Sementara mereka yang melihat ini mengalami syok melihat kejadian ini, berbeda dengan Tetua Aleazea tertawa lepas diatas sana dan menghempaskan tubuh Thalindra kebawah dengan satu kali pukulannya yang telak.
"Fase kedua dimulai! Malam ini kita akan membuat tempat ini menjadi medan pertempuran!" ujar Tetua Aleazea yang berniat memicu perang saudara setelah berhasil membunuh semua pengawal Vaelor.
Tetua Aleazea mengangkat tangan kanannya keatas dan menciptakan sebuah penghalang, yang membuat semua orang terkurung didalam Pulau Emberwind.
"Sepertinya para Dark Elf telah datang, begitu juga dengan pasukan Wood Elf. Situasi ini jadi semakin menarik!" Tetua Aleazea tersenyum licik sebelum bergerak menuju Liorael dan Elara.
"Aku akan membunuh mereka berdua!"
Tetua Aleazea bergerak dengan kecepatan tinggi dan menembus dinding es yang diciptakan Ashura. Dengan satu serangan yang mematikan, Tetua Aleazea berniat membunuh Liorael dan Elara, namun serangannya itu dihempaskan Thalindra yang berhasil bangkit dan mengecoh dirinya.
"Kukira kau sudah kalah, Senior Thalindra?" Tetua Aleazea menatap Thalindra yang menyembuhkan perutnya menggunakan sihir.
"Kau pikir kenapa aku bisa bertahan hidup sejauh ini?" Thalindra kali ini menciptakan sebuah pedang berwarna hijau yang dipenuhi mana, "Aku bertahan hidup sejauh ini karena orang-orang memanggilku Sang Putri Pedang!"
Tepat setelah Thalindra mengatakan itu, sebuah tebasan pedang yang dipenuhi energi sihir, memotong tangan kanan Tetua Aleazea.
"Sial!" Tetua Aleazea mengumpat dan berdecak kesal karena lengah.
Lengan tangan kanannya terjatuh tepat dihadapan Ashura.
"Meledaklah!" ujar Tetua Aleazea dan tak lama lengan kanannya itu meledak.
BOOOMMM!!!
"Bocah!" Thalindra berteriak kearah Ashura dan bergerak secepat mungkin.

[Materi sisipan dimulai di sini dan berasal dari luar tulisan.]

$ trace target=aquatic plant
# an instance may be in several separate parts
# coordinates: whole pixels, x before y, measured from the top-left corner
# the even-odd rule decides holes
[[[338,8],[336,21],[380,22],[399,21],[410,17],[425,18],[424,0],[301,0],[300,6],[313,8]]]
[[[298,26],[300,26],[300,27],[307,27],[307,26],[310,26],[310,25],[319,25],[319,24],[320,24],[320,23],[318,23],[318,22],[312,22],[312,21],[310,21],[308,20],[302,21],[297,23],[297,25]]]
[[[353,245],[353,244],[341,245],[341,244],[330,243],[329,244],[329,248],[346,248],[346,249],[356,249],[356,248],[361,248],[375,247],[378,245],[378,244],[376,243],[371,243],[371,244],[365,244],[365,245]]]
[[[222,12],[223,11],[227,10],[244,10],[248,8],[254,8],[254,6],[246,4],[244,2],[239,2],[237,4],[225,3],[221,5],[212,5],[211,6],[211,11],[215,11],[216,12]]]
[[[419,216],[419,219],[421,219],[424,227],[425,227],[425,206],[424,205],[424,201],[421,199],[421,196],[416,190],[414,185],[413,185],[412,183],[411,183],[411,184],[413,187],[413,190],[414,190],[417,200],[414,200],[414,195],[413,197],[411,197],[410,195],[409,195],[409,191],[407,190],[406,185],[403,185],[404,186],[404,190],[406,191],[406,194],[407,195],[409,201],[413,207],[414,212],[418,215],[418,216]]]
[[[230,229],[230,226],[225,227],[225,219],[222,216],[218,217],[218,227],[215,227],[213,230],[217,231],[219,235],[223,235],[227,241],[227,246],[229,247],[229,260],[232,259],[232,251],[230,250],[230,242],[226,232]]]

"Ashura!" Serlin dan yang lain juga bergerak melindungi Ashura.
Sementara itu Tetua Aleazea menatap tajam kebawah sana dan memperhatikan Ashura yang tidak terluka sama sekali.
Seperti sebelumnya saat menciptakan sebuah pelindung es, serpihan es dalam tubuhnya bergerak dengan sendirinya untuk melindungi Ashura dari bahaya.
"Malphas Sulfur, aku menemukan yang menarik disini! Tidak akan kubiarkan kau memilikinya!" ujar Tetua Aleazea sambil menyembuhkan lengan kanannya.
Sementara itu yang lainnya mencoba menyadarkan Ashura yang terlihat kelelahan karena mana dalam tubuhnya terkuras.
Diwaktu yang sama pasukan dari Dark Elf dan Wood Elf telah sampai dilokasi dan menyerang satu sama lain.
"Kalian semua akan menjadi budakku!" ujar Tetua Aleazea diatas sana.
Terlihat tubuhnya secara perlahan muncul retakan dan dari retakan itu menjadi hancur.
Kabut hitam perlahan menyelimuti sosok Tetua Aleazea yang melayang diudara. Tubuhnya tinggi dan ramping seperti elf pada umumnya, namun keindahan wajahnya terasa tidak wajar, seolah-olah dipahat oleh tangan dewa yang telah jatuh ke dalam kegelapan.
Rambut peraknya menjuntai hingga pinggang, berkilau seperti cahaya bulan yang tercemar darah. Dari balik rambut itu tampak sepasang telinga runcing khas bangsa elf, tetapi urat-urat hitam menjalar di sepanjang kulit pucatnya seperti akar pohon mati.
Dengan tatapan matanya yang dingin, Tetua Aleazea mengatakan kepada semua orang yang melihat wujudnya.
"Noctis, Iblis Bulan Darah telah kembali!"